PC12 Cell Culture and Fusion
Cell Culture
Materials
1. Falcon Primaria culture dishes.

2. Culture medium: DME (or F12K) with glutamine, supplemented with 7% heat-deactivated horse serum (56oC for 30 min), 7% fetal calf serum, 50 units penicillin, 50 ug/ml streptomycin, 37oC.

3. ECL matrix (E-C-L cell attachment matrix, Upstate Biotech, 08-110). Stored as 250 ul aliquots in 15 ml conical tubes at -80oC. Keep it cold all the time otherwise it will form a gel.

4. F12K medium (no additives), for diluting ECL matrix.
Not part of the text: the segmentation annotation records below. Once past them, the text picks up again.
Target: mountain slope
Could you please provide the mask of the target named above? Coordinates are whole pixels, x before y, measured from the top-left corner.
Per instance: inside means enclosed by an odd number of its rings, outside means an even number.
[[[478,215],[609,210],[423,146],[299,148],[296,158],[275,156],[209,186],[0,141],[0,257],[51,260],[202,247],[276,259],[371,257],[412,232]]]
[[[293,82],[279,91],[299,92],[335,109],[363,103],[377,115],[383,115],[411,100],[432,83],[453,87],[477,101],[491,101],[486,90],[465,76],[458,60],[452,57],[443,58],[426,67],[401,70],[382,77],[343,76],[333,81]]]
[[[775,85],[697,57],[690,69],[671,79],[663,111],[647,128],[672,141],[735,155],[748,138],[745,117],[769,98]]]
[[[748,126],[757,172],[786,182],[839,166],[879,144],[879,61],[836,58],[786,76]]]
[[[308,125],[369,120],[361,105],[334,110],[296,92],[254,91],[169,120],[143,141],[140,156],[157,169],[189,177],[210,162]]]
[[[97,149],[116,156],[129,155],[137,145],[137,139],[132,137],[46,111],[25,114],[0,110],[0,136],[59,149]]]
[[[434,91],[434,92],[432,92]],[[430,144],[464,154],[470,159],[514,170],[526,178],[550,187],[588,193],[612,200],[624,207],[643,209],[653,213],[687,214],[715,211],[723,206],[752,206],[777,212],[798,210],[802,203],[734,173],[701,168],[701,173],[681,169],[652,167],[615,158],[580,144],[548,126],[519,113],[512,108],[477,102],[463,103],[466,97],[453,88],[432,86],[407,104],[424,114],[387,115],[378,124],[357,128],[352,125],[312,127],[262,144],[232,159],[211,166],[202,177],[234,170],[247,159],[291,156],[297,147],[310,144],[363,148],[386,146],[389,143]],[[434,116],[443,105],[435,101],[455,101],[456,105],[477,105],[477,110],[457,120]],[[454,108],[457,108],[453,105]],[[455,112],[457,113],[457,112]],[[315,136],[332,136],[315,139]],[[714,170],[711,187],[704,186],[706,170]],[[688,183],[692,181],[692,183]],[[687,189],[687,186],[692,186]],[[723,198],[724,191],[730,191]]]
5. Coverslip dishes. Add 12 ml of cold (4oC) F12K medium to a tube of ECL aliquot, vortex. Pipet 2-3 ml on each coverslip dish and incubate for at least 1 hr in the incubator. Replace the ECL solution with culture medium before use.

Procedure
1. Seed cells on Primaria dishes. Cells grow in clusters of 3-5. Feed 3 times weekly and exchange only 2/3 of the medium.
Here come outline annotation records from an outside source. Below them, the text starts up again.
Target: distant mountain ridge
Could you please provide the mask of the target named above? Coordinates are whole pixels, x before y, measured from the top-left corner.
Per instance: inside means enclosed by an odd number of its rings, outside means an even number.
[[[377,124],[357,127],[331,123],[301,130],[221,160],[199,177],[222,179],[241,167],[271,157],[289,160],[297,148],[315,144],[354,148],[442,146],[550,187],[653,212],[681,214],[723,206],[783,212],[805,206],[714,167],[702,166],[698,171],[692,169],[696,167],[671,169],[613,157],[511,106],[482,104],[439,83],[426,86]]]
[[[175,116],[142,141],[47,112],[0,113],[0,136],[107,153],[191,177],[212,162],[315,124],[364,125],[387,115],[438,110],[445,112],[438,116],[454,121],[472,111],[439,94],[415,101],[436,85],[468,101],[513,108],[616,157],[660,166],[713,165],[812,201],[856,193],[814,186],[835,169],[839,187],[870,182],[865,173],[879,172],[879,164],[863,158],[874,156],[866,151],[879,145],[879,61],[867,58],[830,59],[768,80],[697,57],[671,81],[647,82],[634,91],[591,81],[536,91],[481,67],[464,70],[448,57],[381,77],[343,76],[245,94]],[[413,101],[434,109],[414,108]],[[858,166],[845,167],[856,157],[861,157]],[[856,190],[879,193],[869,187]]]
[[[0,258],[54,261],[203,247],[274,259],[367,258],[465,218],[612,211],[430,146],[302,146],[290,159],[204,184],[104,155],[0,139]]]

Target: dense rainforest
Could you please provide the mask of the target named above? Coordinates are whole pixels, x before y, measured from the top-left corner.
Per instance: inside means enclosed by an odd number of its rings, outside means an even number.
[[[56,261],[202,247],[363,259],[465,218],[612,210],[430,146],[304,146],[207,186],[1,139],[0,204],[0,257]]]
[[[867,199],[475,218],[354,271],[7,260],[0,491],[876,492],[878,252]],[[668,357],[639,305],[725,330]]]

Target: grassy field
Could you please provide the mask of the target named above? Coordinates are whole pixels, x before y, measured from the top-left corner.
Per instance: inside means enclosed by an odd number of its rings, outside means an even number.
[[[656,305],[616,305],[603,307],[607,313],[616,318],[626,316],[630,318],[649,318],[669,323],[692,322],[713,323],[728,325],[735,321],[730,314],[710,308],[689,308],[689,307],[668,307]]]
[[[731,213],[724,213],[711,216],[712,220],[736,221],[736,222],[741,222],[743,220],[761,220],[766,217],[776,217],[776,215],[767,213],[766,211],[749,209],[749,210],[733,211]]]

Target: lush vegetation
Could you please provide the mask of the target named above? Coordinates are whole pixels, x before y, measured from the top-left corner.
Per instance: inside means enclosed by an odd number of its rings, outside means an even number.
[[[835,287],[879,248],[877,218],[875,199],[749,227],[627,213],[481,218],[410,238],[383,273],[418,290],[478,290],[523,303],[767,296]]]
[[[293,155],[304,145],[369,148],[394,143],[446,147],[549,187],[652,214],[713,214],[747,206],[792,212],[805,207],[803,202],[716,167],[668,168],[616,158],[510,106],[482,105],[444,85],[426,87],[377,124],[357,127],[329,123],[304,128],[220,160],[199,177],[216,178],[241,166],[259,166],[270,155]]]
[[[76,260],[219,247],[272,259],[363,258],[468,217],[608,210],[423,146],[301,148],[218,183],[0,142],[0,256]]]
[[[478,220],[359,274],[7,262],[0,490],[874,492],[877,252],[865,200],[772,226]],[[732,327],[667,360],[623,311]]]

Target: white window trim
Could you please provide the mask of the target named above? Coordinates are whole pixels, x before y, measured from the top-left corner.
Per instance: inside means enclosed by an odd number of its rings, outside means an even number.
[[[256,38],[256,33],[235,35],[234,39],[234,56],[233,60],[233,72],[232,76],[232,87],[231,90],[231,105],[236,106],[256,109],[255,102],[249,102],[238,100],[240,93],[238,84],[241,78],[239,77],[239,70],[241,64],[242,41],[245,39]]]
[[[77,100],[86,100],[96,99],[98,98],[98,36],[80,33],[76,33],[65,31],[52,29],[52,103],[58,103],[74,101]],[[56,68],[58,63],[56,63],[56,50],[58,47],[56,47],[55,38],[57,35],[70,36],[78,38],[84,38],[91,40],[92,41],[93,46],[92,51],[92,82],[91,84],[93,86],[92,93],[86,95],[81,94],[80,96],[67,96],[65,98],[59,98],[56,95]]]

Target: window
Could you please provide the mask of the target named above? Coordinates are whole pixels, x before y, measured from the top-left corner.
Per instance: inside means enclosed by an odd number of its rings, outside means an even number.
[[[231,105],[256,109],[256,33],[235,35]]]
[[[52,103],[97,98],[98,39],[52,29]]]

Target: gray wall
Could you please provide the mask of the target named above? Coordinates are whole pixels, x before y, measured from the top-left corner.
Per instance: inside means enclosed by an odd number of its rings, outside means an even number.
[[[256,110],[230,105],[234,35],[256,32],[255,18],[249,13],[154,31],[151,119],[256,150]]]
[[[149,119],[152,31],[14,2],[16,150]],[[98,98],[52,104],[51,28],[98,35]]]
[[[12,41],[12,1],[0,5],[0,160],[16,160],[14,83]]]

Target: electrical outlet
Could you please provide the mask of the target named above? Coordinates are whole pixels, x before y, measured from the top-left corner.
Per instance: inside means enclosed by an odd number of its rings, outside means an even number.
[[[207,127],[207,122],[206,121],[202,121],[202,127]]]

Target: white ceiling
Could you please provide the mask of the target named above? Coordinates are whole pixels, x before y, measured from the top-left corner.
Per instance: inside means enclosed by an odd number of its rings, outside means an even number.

2. When the density is high or clusters get large (more than 6-8 cells per cluster), the cells should be dispersed by gentle pepeting, without the use of STE or trypsin. Disloged cells are replated on fresh dishes at a lower density (1:3 or 1:4). Do not dilute too much.
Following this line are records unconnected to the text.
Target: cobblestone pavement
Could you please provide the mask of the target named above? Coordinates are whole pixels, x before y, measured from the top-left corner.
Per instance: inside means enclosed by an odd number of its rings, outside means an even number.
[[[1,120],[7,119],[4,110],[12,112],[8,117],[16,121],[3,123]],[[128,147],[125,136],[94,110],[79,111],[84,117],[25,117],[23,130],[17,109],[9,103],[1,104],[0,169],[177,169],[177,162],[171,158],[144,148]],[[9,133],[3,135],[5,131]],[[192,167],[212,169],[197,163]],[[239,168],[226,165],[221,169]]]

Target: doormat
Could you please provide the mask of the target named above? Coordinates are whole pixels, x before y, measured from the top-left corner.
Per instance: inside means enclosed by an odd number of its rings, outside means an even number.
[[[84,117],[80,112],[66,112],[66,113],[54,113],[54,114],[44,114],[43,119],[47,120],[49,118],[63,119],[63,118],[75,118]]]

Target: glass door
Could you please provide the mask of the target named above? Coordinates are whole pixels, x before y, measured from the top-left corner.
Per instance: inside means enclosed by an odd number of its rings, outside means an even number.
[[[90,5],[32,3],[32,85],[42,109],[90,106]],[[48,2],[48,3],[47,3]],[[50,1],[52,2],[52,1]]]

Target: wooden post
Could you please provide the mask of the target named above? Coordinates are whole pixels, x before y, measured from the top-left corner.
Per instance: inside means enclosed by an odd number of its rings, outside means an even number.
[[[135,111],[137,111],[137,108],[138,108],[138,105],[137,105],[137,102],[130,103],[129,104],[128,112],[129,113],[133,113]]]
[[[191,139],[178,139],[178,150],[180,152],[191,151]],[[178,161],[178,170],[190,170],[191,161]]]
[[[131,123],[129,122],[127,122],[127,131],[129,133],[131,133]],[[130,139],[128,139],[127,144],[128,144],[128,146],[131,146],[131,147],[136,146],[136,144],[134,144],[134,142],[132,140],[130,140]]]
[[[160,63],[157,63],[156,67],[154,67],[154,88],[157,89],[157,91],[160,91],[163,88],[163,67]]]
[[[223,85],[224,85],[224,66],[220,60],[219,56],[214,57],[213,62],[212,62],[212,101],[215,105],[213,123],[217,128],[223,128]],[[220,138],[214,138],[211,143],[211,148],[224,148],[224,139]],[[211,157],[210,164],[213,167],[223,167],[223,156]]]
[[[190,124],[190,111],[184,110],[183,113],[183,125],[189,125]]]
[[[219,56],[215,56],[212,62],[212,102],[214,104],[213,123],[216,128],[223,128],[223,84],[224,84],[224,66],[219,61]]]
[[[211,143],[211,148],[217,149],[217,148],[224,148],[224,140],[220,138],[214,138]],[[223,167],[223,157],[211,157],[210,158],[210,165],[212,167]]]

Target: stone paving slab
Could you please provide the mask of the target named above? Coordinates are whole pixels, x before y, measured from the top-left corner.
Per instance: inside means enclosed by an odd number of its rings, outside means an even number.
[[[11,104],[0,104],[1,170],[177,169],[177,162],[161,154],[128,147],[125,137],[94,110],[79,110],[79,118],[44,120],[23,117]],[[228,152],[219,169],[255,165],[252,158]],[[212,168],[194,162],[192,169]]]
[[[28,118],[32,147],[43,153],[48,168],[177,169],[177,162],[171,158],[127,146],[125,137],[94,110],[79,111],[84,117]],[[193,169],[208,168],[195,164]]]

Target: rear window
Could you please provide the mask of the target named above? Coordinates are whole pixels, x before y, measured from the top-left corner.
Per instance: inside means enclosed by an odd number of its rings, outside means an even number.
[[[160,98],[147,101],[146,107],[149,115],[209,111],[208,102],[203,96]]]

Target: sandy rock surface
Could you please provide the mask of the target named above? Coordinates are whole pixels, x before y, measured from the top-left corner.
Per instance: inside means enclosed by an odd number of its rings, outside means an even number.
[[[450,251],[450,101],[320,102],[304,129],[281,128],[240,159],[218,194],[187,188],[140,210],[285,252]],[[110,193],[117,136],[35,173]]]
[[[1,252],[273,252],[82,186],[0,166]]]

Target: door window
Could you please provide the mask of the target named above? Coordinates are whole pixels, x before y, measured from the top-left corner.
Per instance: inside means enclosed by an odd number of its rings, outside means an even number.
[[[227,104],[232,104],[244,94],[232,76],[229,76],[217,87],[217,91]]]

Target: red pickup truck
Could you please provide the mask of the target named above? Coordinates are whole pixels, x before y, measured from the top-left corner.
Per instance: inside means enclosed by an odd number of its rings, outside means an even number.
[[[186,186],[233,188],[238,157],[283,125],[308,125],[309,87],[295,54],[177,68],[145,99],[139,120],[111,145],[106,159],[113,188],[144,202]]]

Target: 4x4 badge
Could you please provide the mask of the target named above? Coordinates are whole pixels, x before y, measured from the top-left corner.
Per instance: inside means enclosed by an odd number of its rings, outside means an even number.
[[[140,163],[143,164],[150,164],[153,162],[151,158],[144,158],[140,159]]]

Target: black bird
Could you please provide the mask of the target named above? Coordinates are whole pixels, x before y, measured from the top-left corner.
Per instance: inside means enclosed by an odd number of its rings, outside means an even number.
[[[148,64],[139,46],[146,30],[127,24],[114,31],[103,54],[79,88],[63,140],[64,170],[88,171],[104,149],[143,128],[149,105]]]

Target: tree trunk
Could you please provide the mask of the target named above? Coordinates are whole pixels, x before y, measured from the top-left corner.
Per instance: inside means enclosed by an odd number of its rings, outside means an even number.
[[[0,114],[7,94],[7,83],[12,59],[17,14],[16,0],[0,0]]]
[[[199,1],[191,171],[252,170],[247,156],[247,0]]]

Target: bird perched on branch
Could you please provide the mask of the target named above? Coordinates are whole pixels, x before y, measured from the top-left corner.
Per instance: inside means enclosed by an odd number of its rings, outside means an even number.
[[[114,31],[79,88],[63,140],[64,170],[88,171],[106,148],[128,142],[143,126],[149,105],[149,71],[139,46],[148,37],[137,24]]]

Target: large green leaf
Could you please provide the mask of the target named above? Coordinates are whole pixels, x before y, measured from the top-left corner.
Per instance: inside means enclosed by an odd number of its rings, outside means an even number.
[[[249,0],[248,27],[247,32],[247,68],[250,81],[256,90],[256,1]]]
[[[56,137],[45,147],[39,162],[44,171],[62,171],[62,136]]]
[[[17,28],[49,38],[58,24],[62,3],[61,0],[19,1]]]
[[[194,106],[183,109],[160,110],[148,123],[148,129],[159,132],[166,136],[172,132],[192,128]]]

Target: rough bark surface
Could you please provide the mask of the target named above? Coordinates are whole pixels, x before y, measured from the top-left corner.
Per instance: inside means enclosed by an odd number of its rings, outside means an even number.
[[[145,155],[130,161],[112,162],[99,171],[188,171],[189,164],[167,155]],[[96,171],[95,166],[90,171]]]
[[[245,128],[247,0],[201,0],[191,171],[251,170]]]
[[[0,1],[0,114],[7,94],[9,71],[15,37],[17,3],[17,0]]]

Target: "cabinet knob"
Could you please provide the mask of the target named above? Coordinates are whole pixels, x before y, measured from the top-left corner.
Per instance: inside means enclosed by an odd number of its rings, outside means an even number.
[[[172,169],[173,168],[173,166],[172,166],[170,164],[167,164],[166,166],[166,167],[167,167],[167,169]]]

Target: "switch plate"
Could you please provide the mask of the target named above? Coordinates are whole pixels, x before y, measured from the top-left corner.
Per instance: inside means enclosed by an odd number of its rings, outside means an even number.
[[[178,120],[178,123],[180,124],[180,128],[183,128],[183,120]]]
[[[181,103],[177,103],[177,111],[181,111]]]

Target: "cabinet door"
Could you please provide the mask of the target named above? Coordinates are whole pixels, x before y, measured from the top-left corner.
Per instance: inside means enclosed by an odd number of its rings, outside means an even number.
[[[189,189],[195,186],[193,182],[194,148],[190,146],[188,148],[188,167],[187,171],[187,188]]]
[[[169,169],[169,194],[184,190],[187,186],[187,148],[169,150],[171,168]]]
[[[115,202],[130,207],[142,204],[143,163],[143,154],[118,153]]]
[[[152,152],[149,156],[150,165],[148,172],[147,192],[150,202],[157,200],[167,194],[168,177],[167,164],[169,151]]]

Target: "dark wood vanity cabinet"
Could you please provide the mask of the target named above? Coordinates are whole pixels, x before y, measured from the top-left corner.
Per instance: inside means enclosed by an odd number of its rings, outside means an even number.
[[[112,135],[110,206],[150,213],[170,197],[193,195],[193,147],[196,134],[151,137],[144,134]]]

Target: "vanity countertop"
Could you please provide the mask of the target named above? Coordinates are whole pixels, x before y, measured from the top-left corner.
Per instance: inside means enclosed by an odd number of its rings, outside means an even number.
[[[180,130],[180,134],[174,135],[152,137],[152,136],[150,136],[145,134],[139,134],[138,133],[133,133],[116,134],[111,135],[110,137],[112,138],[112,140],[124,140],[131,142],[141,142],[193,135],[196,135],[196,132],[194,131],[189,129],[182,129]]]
3. DME-based medium may be replaced by F12K-based medium 2-7 days before fluorescence observation. This reduces autofluorescence.

4. Store cells by suspending in 90% medium, 10% DMSO, freezing slowly as for other cell lines before transfering to liquid nitrogen.

Reference
L.A.Greene, J.M.Aletta, A.Rukenstein and S.H.Green (1987) PC12 pheochromocytoma cells: culture, nerve growth factor treatment, and experimental exploitation. Methods Enzymol. 147:207-216.

Fusion
Materials
1. PC12 cell stock in 60 mm dishes. The optimal density is clusters of 3-5 cells spread over the dish.

2. PEG/DME: autoclave 10 g PEG (PEG1500, BDH limited, 29575) in a 100 ml medium bottle, then add immediately 10 ml warm (37oC) DME (no additive) and mix by swirling until the solution is homogeneous. Warm up to 37o before use. Store at room temperature and warm up to 37oC before use.

3. DME (no additive), 37oC.

4. F12K culture medium, 37oC (see Cell Culture).

5. STE, 37o.

6. Trypsin, 0.25%, 37o.

Procedure
1. Remove medium, gently place 2 ml of PEG/DME on the dish.

2. Incubate for exactly 1 min.

3. Remove PEG/DME and gently rinse the dish with 2 ml DME, 3 times.

4. Add fresh F12K culture medium, incubate for 20 min at 37oC.

5. Remove medium and rinse gently with STE.

6. Gently rinse with trypsin and remove immediately.

7. After 1-2 min, pipet cells off the dish and seed onto fresh dishes (or coated coverslip dishes) containing the culture medium. NGF is usually included in the medium to start priming (see Induction of Differentiation).

Reference
P.H.O'Lague and S.L.Huttner (1980) Physiological and morphological studies of rat pheochromocytoma cells (PC12) chemically fused and grown in culture. Proc. Natl. Acad. Sci. USA 77:1701-1705.

Induction of Differentiation
Materials
1. Nerve growth factor (2.5S NGF, Bioproducts for Science). Prepare 1 mg/ml stock in 50 mM NaAc, pH 5.0. Sterile filter and store as 5 ul aliquots in 15 ml conical tubes at -80oC.

2. NGF medium: Add 1 ml of F12K medium to each tube of NGF aliquot and vortex. Then take 120 ul and add to 3 ml of medium to obtain a final concentration of 200 ng/ml.

3. Forskolin (Calbiochem 344270) or 7-beta-deacetyl-7 beta-(gamma-N-methyl-piperazino)-butryl forskolin (Calbiochem 344273). Prepare 20 mM stock in 95% ethanol and store at -20oC.

4. Forskolin-NGF medium: NGF medium with 7.5 ul forskolin stock.

Procedure
1. Culture cells in NGF medium for 2-3 days.

2. Remove medium and add forskolin-NGF medium. Rapid neurite extension should be apparent within 20 min.